In Buenos Aires, he has streets, buildings, squares and parks named after him.
And he's a source of pride in his hometown of Foxford, Ireland, where his fans hope to build a naval museum (albeit 17 miles inland) to their native son.
But in Boston, Bill Brown doesn't even register on the scale of famous people who slept here. A few days ago, City Hall officials said they were not familiar with Brown. But now, after brushing up on his history, Mayor Thomas M. Menino has decided to accept a bronze bust of the long-departed admiral with a hearty thanks --and a nagging uncertainty about what to do with it.
The mayor was scheduled to take stewardship of the bust aboard the Argentine tall ship ARA Libertad, slated to join in a salute to the USS Constitution later this week.
The presentation was a victory for Marian Trench, 27, of Ireland, a manager of the Foxford Admiral Brown Society that is trying to spread the word about the Irish-American-Argentinian naval hero.
She hopes to educate public and private minds here about a Bostonian, albeit only briefly a Bostonian, who went on to a brilliant naval career south of the equator.
The Libertad is one of nine tall ships and nine modern warships from seven countries that will pay tribute Thursday to the USS Constitution, which later this week will be celebrating the 200th anniversary of its first sail.
Tonight, Libertad will sponsor an ``Irish Night'' of song and dance to raise money for the Foxford Admiral Brown Society and the museum that the small town in County Mayo, Ireland, hopes to build someday.
Captain Javier Armando Valladares, second-in-command of the Libertad, holds a high regard for Brown, whose portrait hangs prominently between two portholes in the vessel's stern.
``He is very big in Argentina, very famous. I think much more so than here in Boston,'' Valladares said.
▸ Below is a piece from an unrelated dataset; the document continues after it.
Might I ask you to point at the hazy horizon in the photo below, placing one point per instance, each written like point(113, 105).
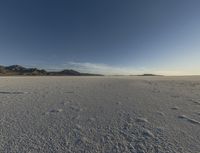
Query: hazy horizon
point(106, 37)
No doubt this is partly because Brown was only 9 years old when he lived here, making no historical impression -- or any impression at all.
Born in 1777, Brown emigrated with his father to Boston in 1786. This is pretty much all that's known about the Boston angle, according to the Foxford Admiral Brown Society.
The lad next popped up on the record as a cabin boy in the American merchant marine in 1797 when he was kidnapped by the British to fight the French at sea. A few captures and escapes later, Brown ventured to what is now Buenos Aires to set up a trading business in the Spanish colony.
When rebellion against Spain broke out in 1810, Brown deftly boarded a Spanish warship and commandeered it to win the first skirmish of a revolution that eventually won independence for Argentina.
His expertise as a naval commander was knowing when to fight and when to withdraw and wait for a better opportunity. In a later conflict, Brown, with 11 vessels, vanquished a Brazilian fleet of 31 ships.
He is the stuff of legend in Argentina, as is his daughter Elisa, who committed suicide by walking into the sea when her husband, a naval captain, died in a battle.
The mayor said he is not sure as yet what to do with the bust, which easily would fit into an orange crate. Boston already has one public tribute to an Argentine, a statue of Domingo Faustino Sarmiento, a 19th century politician, bequeathed to the Commonwealth Avenue Mall as a thank-you from Argentina for creating the American school system 150 years ago.
Bill Brown was not a quick sell to the mayor or other City Hall officials, in part because he has no name recognition. Another reason is that the bust is heavy -- about one-third Trench's weight; she got tired of carrying it on the subway. Raising world awareness for the admiral is no easy job, she pointed out.
``He's hefty. But he is going to look very nice in some pocket of the city someday,'' Trench explained, gently brushing wisps of styrofoam packing material from the admiral's visage.